I've been chasing down an intermittent failure to restore settings on sysupgrade on a device under development (GL-AR300M NOR flash, NAND-enabled ath79 kernel) and had thought I had it found a few times. No, it wasn't #!/bin.sh
and it wasn't even that there was some mysterious package that was making it work after the reboot, even though adding packages seemed to resolve the problem.
After determining that the "magic package" was one that just has my build info in it, no executable content, I looked to size alone. Sure enough, adding "incompressible" data to the ROM was enough to prevent/enable the failure.
It seems as if there is a point at which the upgrade image is too small to successfully preserve/restore settings.
Does this ring a bell for anyone?
Edit: Current hypothesis is that while the data is being written for /sysupgrade.tgz
in both cases, it seems to be in the "wrong" place for the smaller rootfs image, "stuck" at 0x400000, rather than 0x3f0000.

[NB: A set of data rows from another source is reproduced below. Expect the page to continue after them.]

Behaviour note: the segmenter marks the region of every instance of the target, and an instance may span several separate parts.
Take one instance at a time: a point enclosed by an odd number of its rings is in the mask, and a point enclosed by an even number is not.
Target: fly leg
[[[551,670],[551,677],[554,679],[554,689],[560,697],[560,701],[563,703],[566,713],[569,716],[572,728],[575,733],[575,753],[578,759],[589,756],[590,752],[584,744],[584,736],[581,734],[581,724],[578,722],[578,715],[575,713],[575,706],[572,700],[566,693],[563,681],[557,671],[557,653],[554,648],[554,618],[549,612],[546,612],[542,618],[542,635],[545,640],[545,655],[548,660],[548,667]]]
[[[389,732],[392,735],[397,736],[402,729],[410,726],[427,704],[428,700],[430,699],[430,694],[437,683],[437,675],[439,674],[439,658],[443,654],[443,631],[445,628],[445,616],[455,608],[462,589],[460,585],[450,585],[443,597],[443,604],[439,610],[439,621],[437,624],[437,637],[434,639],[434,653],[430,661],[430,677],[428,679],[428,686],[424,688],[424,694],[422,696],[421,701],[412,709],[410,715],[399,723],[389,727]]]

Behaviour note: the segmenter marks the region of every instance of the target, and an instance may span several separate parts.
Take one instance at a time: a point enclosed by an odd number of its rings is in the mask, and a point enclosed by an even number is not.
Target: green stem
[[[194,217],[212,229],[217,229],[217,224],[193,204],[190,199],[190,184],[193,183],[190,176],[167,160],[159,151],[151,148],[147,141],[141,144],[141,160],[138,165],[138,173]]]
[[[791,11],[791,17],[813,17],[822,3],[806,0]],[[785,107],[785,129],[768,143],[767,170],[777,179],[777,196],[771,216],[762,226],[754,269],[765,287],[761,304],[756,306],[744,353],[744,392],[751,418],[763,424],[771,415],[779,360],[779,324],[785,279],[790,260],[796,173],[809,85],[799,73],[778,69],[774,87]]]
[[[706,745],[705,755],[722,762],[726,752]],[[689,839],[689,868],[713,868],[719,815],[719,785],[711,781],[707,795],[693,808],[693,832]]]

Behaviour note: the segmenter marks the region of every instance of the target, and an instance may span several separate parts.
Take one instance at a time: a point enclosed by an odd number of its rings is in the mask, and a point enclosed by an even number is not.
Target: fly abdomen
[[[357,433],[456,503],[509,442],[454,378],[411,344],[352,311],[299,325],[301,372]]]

mtdsplit is done using mtd_get_squashfs_len()
which reads the super-block and is consistent with binwalk
.
mtd -j /tmp/sysupgrade.tgz write -
looks for deadc0de
to determine where to write the JFFS2 data. It finds it at 0x400000 in both cases.
Curiously, the sysupgrade.bin is the same length in both cases, even though the squasfs portion is of different sizes, crossing an erase block boundary.
On a "successful" upgrade, one can see the JFFS2 file system being initialized early, and the config from /sysupgrade.tgz
being restored
1966080 0x1E0000 Squashfs filesystem, little endian, version 4.0, compression:xz,
size: 2198678 bytes, 852 inodes, blocksize: 262144 bytes, created: 2019-06-29 22:09:24
Press the [f] key and hit [enter] to enter failsafe mode
Press the [1], [2], [3] or [4] key and hit [enter] to select the debug level
[ 7.393991] eth0: link up (1000Mbps/Full duplex)
[ 7.398814] IPv6: ADDRCONF(NETDEV_CHANGE): eth0: link becomes ready
[ 9.588446] jffs2_scan_eraseblock(): End of filesystem marker found at 0x10000
[ 9.598227] jffs2_build_filesystem(): unlocking the mtd device...
[ 9.598263] done.
[ 9.606662] jffs2_build_filesystem(): erasing all blocks after the end marker...
[ 52.629010] done.
[ 52.638785] jffs2: notice: (437) jffs2_build_xattr_subsystem: complete building xattr subsystem, 0 of xdatum (0 unchecked, 0 orphan) and 0 of xref (0 dead, 0 orphan) found.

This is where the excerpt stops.